About this calculator
The cross product U × V of vectors U = (u₁, u₂, u₃) and V = (v₁, v₂, v₃) produces a vector perpendicular to both. Its components are: (U×V)ₓ = u₂v₃ − u₃v₂, (U×V)_y = u₃v₁ − u₁v₃, (U×V)_z = u₁v₂ − u₂v₁. The magnitude is |U×V| = |U||V|sin(θ), where θ is the angle between the vectors. This equals the area of the parallelogram spanned by U and V. The direction follows the right-hand rule: curl the fingers of your right hand from U toward V and your thumb points in the direction of U×V. Unlike the dot product, the cross product is only defined in three (and seven) dimensions and produces a vector, not a scalar.
How to use
Let U = (1, 2, 3) and V = (4, 5, 6). Enter u₁=1, u₂=2, u₃=3, v₁=4, v₂=5, v₃=6. Compute each component: x = u₂v₃ − u₃v₂ = 2·6 − 3·5 = 12 − 15 = −3. y = u₃v₁ − u₁v₃ = 3·4 − 1·6 = 12 − 6 = 6. z = u₁v₂ − u₂v₁ = 1·5 − 2·4 = 5 − 8 = −3. So U×V = (−3, 6, −3). Magnitude = √(9 + 36 + 9) = √54 ≈ 7.35 units.
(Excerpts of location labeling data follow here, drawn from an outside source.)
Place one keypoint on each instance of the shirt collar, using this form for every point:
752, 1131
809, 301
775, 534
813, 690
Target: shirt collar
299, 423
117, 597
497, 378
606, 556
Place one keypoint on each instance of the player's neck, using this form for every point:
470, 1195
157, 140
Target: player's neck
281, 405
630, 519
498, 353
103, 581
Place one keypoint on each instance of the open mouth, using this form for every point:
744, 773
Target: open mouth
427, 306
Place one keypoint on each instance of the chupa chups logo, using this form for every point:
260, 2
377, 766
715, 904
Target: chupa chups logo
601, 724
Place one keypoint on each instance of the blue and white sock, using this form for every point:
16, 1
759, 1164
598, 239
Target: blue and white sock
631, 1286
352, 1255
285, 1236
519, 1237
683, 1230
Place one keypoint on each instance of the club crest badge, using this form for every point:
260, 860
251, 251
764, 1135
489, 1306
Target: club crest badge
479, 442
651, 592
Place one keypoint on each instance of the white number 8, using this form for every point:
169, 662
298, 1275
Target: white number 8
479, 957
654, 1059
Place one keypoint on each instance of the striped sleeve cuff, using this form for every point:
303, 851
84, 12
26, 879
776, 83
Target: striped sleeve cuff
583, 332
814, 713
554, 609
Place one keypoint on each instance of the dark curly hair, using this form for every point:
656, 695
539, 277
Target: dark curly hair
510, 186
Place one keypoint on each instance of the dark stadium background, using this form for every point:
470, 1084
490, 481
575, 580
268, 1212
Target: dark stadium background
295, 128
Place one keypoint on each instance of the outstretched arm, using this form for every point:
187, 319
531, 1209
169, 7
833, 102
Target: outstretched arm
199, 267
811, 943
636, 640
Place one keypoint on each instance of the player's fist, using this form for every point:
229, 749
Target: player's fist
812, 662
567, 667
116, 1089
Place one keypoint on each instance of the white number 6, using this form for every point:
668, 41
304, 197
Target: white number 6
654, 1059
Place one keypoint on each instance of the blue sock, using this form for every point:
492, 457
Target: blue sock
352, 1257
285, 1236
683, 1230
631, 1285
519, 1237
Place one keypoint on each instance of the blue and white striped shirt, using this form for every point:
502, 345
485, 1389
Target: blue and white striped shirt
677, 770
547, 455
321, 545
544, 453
Frequently asked questions
What is the cross product used for in physics and engineering?
In physics, the cross product computes torque: τ = r × F, where r is the position vector and F is the applied force. It also gives angular momentum L = r × p, and the magnetic force on a charge F = q(v × B). In engineering, it is used to find surface normals for stress analysis and fluid dynamics. In 3D computer graphics, cross products compute face normals for lighting calculations and collision detection. Any time you need a vector orthogonal to two known vectors, the cross product is the standard tool.
How does the cross product differ from the dot product?
The dot product U·V = |U||V|cos(θ) produces a scalar and measures how much two vectors point in the same direction; it is zero when they are perpendicular. The cross product U×V produces a vector perpendicular to both inputs and has magnitude |U||V|sin(θ); it is zero when the vectors are parallel. The dot product is commutative (U·V = V·U), while the cross product is anti-commutative (U×V = −V×U). Use the dot product for projections and angles; use the cross product for areas, normals, and rotational quantities.
What does it mean when the cross product of two vectors is zero?
A zero cross product means the two vectors are parallel (or one of them is the zero vector). Since |U×V| = |U||V|sin(θ), the product is zero whenever sin(θ) = 0, i.e., θ = 0° or 180°. Geometrically, parallel vectors span no area — the parallelogram they form is completely flat. In practice, this is a quick test for collinearity: if three points A, B, C satisfy (B−A) × (C−A) = 0, the points are collinear. It also means the two vectors are linearly dependent, so they cannot form a basis for the plane.